Es gibt bereits zahlreiche Beispiele für solche Produkte: Neben dem Kleid führen die Ministerinnen unter anderem eine Motorabdeckung der Mercedes A-Klasse vor, die zu 70 Prozent aus Bioplastik besteht, außerdem bunte Plastiklöffel und Sandkastenförmchen aus Bioplastik. Auf einem anderen Tisch liegt Biokohle, die aus Pflanzenresten produziert wurde und nach Angaben des Landwirtschaftsministeriums einen „ähnlichen Energiegehalt“ hat wie Kohle, außerdem Speiseeis aus Lupinen – „keine Gluten, keine Laktose“ – und Hautcremes aus Spinnenseide.

Der Fantasie sind offenbar keine Grenzen gesetzt, und so betont Wanka auch das hohe „Wachstumspotenzial“ des Wirtschaftszweigs. Nach Angaben beider Ministerinnen setzen schon heute viele Unternehmen auf einen Rohstoffmix aus nachhaltig erzeugten nachwachsenden Ressourcen. Sie werden häufig kombiniert mit klassischen Rohstoffen. Ein Beispiel ist die Plastikflasche, die Coca-Cola bei seiner Wassermarke Vio einsetzt und die zu rund einem Drittel aus pflanzlichen Rohstoffen und wiederverwertetem Kunststoff hergestellt wird.

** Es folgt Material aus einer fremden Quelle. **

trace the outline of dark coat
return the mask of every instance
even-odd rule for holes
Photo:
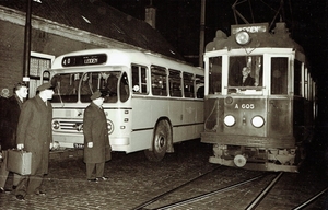
[[[52,142],[51,132],[52,106],[36,95],[27,100],[21,110],[17,126],[17,144],[23,143],[24,150],[32,152],[31,175],[48,173],[49,147]]]
[[[23,102],[16,95],[9,97],[4,105],[2,129],[3,142],[1,144],[3,150],[13,149],[17,145],[16,130],[22,105]]]
[[[94,103],[84,110],[83,135],[85,163],[103,163],[110,160],[107,119],[104,110]],[[87,148],[89,142],[93,142],[93,148]]]

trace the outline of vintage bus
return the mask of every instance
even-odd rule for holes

Es muss gewinnbringend sein

Dieses Beispiel nennt Christine Lang gern, geschäftsführende Gesellschafterin des Bioökonomierats, eines Gremiums, das die Regierung berät. „Wichtig ist die Wirtschaftlichkeit“, sagt sie. Die chemische Industrie sei „sehr stark“. Sie werde nur auf nachhaltige Rohstoffe zurückgreifen, wenn diese sich gewinnbringend einsetzen lassen.

Langs Vision ist eine Welt ohne Abfall. Bei einer optimalen Verwertung aller Abfallstoffe könnte dies eintreten. Sie nennt das Beispiel der Berliner Stadtreinigung, die die Hälfte der Energie für ihre Abfallwagen bereits aus Biogas aus den eigenen Anlagen beziehe. In Zukunft wünscht sie sich außerdem „intelligente“ Hausfassaden, die zum Beispiel mit Algen begrünt Energie produzieren – oder landwirtschaftliche Gärten auf den Dächern der Hochhäuser. „Und, dass es keine traditionellen Plastiktüten mehr gibt“, hofft sie.

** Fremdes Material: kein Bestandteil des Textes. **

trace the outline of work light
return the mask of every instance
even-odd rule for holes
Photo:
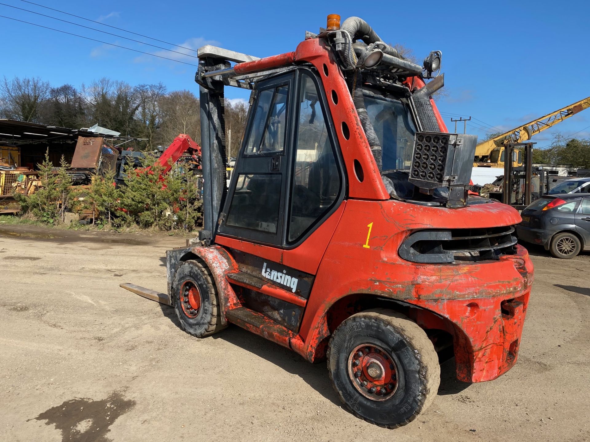
[[[424,69],[428,73],[427,78],[432,78],[432,72],[440,71],[442,57],[442,53],[440,51],[432,51],[427,57],[424,58]],[[437,75],[438,75],[438,72]],[[434,75],[434,77],[436,76]]]

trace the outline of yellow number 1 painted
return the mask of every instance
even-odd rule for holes
[[[366,249],[369,249],[370,248],[369,247],[369,238],[371,236],[371,229],[373,228],[373,223],[371,223],[371,224],[368,224],[367,227],[369,227],[369,232],[367,232],[367,242],[364,244],[363,244],[363,247],[364,247]]]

Die Konkurrenz zwischen dem Anbau von Pflanzen für Lebensmittel und dem von Nutzpflanzen wollen weder die Ministerinnen noch Lang stehen lassen. Kritiker der Bioökonomie befürchten eine Beeinträchtigung der Lebensmittelproduktion. „Die Produktion von Lebensmitteln muss immer Vorrang haben“, sagt Aigner. Die am Mittwoch beschlossene Strategie wolle beide Anbauarten miteinander „in Einklang“ bringen. Nach Informationen des Landwirtschaftsministeriums werden derzeit drei Prozent der insgesamt zwölf Millionen Hektar Ackerland-Fläche in Deutschland für den Anbau von Industriepflanzen verwendet.

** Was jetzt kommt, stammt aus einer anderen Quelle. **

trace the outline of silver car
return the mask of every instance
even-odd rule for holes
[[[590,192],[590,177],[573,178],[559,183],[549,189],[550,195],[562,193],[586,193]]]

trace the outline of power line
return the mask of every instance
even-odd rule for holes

Der Deutsche Bauernverband begrüßt jedenfalls die Förderung der Bioökonomie. „Sie kann helfen, die Herausforderungen der Welternährung und der Energiewende zu meistern“, erklärt der Verband. Hemmnisse sieht er in „wissenschaftsskeptischen Einstellungen in der Bevölkerung“. Für viele Menschen in Deutschland sind Kleider aus Milch heutzutage noch äußerst ungewohnt.